Charge versus memory
If you look back along the timeline of your life you will notice that there are memories that have no or little emotional charge. These are the events that you have dealt with and emotionally released. No matter how far back in time, those which still hold some emotional negative emotional charge have not been fully released. These are the topics for therapy or self-awareness and processing.
Present situation, past charge
Often we are reminded of past charges when something happens in present daily life that is somehow connected. This does not have to be logically understandable. All that matter is your awareness of the past memories coming up and relating to the present situation. This is your invitation for release and allowing.
I feel so bad
The other end of the scale from avoiding the emotional experience is prolonging it. If you enjoy ‘feeling bad’ or have some secondary gain attached to drama, then you’re living the other extreme. It’s not better than avoidance, it’s just another strategy to get what it is that seems more desirable. In the case of a drama queen, it might well be what others avoid.

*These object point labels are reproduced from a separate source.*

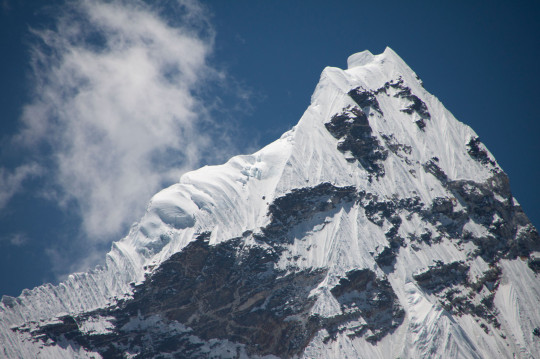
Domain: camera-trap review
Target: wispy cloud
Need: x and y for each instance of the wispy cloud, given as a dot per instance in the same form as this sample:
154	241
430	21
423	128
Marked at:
12	180
15	239
117	108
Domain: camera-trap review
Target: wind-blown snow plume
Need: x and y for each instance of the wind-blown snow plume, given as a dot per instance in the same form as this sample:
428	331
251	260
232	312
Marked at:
115	104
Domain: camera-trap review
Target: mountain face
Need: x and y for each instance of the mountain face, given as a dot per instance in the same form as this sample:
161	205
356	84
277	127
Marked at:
378	227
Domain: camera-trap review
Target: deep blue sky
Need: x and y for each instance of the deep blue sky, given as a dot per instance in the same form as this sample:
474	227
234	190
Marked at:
480	60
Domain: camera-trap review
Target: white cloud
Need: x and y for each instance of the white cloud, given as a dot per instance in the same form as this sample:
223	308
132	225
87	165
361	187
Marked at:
11	181
15	239
115	106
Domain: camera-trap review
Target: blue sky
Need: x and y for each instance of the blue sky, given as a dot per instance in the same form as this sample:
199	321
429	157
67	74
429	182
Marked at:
79	158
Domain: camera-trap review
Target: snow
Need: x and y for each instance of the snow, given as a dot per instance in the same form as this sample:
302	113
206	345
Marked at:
232	198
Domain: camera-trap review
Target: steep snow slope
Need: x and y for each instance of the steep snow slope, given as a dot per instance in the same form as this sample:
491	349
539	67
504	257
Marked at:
378	227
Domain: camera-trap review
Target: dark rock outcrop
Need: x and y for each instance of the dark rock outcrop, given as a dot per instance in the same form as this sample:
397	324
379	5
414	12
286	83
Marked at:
352	128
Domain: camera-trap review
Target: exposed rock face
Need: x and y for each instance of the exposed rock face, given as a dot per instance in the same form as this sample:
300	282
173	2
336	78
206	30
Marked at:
352	128
403	240
234	292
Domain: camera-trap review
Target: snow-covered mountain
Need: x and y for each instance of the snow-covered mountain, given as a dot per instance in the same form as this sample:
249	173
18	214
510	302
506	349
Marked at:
378	227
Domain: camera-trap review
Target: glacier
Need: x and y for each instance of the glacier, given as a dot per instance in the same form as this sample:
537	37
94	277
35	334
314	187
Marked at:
378	227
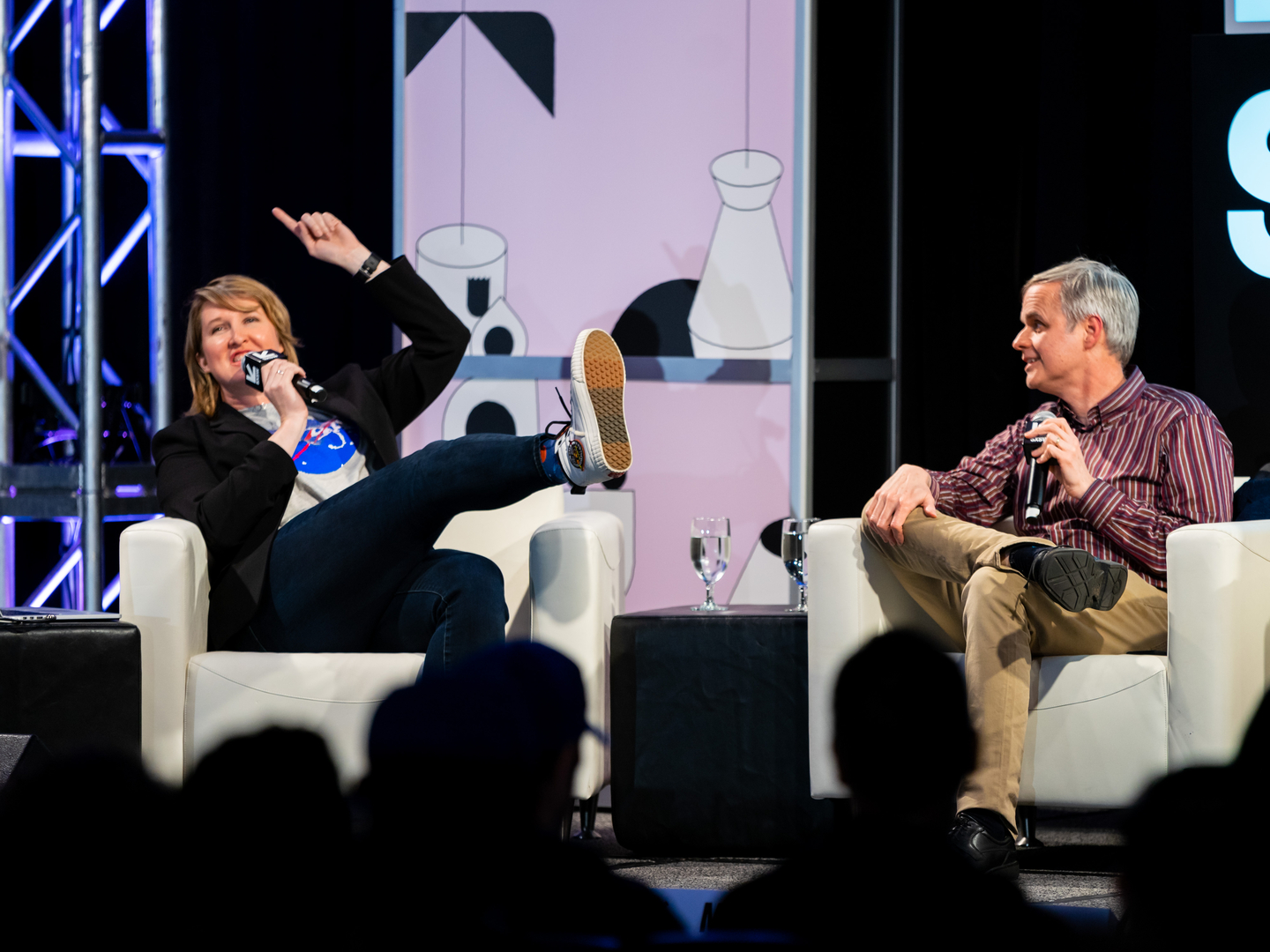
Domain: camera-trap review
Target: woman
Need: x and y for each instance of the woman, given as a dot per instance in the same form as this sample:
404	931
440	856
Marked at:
319	537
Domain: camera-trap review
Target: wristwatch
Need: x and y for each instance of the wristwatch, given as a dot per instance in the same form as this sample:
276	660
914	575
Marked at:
369	267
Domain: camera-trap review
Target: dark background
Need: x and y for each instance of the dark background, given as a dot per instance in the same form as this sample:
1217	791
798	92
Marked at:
1032	133
1232	303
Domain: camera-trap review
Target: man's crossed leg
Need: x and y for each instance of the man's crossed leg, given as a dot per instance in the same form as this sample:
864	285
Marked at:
959	576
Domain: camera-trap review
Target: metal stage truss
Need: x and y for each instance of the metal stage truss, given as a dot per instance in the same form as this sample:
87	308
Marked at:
86	493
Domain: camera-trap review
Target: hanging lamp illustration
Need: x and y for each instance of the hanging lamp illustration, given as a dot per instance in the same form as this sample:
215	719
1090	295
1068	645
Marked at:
467	263
744	301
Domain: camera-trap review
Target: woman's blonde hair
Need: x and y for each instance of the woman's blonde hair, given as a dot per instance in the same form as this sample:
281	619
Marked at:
234	292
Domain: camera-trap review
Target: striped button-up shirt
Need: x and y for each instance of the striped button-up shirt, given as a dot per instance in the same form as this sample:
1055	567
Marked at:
1160	461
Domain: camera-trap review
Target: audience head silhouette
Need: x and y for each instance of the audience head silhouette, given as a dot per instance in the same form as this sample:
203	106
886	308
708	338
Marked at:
505	723
902	733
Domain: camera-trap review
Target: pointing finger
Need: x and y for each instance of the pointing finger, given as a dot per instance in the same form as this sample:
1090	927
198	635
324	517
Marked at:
285	219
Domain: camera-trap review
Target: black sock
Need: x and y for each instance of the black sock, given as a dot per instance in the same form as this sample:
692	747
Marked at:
1022	555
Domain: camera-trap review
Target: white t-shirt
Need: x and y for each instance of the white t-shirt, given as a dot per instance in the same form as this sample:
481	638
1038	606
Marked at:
328	458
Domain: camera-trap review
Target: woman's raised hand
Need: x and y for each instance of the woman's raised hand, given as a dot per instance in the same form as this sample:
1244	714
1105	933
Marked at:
326	239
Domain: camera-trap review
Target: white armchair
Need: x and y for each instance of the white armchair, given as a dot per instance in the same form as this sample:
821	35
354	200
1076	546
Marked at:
1100	726
192	700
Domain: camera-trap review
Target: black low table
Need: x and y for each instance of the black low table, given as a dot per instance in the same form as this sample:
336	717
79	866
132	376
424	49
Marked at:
72	684
710	734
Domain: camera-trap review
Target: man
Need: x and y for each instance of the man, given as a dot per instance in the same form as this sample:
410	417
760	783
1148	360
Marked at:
1128	464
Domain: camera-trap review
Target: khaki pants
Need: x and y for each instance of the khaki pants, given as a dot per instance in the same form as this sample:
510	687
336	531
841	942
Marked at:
954	570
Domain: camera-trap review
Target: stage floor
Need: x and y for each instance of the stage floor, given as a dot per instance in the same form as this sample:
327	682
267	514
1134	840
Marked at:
1079	865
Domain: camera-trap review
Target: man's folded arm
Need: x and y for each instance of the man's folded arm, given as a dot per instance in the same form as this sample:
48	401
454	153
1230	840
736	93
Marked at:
981	489
1198	489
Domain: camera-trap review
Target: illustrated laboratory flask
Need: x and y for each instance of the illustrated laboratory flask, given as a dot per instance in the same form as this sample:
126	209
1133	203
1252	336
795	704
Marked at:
467	265
743	306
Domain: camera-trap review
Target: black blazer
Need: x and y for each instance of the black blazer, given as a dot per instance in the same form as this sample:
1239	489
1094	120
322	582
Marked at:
224	473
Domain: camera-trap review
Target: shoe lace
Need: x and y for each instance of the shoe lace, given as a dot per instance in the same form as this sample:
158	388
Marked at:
564	424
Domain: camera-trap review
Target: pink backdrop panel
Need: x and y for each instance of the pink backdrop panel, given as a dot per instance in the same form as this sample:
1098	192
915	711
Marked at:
612	195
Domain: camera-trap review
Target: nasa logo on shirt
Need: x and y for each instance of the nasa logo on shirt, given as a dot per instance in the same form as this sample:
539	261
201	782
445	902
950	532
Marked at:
325	447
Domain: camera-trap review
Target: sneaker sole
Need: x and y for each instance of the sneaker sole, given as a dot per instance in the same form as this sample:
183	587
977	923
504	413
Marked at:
605	378
1071	579
1076	580
1116	577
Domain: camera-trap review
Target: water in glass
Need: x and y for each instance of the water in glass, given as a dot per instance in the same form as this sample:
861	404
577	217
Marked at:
794	555
710	550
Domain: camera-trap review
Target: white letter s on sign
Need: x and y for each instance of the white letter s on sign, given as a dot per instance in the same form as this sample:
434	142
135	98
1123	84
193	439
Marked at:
1250	163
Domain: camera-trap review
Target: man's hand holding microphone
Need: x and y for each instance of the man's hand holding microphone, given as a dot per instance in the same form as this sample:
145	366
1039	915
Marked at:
276	378
1050	439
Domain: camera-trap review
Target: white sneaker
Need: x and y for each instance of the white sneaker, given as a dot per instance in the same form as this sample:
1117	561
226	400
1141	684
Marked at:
596	446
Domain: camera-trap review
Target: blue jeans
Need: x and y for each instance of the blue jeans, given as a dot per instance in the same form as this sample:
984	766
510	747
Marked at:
358	571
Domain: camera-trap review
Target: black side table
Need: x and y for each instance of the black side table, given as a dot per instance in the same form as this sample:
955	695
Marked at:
710	734
72	684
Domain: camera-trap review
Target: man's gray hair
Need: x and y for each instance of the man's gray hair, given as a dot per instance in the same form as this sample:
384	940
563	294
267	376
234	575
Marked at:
1091	287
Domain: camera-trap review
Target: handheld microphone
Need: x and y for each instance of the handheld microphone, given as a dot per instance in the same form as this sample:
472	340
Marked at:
253	369
1036	472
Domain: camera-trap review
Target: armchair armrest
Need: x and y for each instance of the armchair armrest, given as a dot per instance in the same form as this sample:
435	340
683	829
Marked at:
163	591
578	584
1218	631
851	597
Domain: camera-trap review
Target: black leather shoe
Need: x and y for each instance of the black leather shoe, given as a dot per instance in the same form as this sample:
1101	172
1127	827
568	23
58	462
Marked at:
1076	580
984	839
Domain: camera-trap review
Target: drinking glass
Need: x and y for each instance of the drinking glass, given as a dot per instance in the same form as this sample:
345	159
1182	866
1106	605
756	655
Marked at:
710	547
794	555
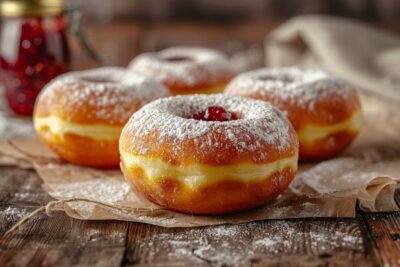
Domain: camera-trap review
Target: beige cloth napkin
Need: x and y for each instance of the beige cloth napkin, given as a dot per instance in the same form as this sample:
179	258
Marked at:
364	55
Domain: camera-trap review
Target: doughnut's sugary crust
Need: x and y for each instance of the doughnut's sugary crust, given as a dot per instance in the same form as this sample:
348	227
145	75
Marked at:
162	129
203	70
106	96
82	150
306	96
309	98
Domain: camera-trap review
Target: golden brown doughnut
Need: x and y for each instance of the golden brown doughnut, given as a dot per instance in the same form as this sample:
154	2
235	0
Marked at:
186	70
209	154
324	110
80	115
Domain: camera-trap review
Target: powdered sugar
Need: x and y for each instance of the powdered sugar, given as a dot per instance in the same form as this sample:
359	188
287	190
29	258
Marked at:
302	87
198	65
107	93
169	119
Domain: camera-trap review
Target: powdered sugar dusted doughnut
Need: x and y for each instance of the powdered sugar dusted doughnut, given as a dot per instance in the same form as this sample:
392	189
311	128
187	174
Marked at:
209	154
186	70
325	110
80	115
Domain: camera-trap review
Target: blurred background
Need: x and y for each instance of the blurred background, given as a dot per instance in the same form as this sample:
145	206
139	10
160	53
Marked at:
120	29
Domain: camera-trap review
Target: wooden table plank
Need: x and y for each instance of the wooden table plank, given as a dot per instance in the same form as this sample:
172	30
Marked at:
311	241
56	240
384	229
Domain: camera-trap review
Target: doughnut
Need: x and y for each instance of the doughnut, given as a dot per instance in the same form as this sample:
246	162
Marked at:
186	70
325	110
209	154
80	115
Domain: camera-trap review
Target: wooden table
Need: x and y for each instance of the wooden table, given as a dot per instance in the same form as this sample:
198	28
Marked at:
369	239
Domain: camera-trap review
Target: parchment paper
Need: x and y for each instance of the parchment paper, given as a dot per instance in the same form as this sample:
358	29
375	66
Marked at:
368	173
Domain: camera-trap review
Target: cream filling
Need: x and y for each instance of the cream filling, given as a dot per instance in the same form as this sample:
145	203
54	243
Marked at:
196	175
58	126
312	132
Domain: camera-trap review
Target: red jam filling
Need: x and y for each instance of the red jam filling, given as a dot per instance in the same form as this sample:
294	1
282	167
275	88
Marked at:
215	113
32	58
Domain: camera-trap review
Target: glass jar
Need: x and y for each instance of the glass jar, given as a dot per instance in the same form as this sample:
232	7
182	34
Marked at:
33	49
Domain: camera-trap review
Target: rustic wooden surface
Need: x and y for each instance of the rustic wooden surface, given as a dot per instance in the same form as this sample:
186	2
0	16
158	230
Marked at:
367	240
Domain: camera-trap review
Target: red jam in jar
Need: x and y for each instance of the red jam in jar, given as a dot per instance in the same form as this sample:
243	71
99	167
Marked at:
33	50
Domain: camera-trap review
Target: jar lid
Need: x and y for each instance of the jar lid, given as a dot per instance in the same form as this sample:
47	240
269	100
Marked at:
24	8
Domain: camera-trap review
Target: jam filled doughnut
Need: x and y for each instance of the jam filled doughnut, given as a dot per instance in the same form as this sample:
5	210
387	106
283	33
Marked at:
324	110
186	70
209	154
80	115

What to do in the present moment?
Coming back to my present situation of the emotional components of my mother’s 70 birthday – what shall I do? I don’t like anger as it alienates people, I’m short-tempered and impatient with my daughter and husband. These are behavioural projections of the anger, whereas I’m reminding myself to stay with it, without needing to express it beyond informing my husband: “I’m angry today and if I might project please don’t take it personally.” His response, knowing of the effect of the date: “It is totally understandable that you’re angry.”
There again, I’m reminding myself that acceptance of what is, is paramount. Not just from others, but from myself first and foremost.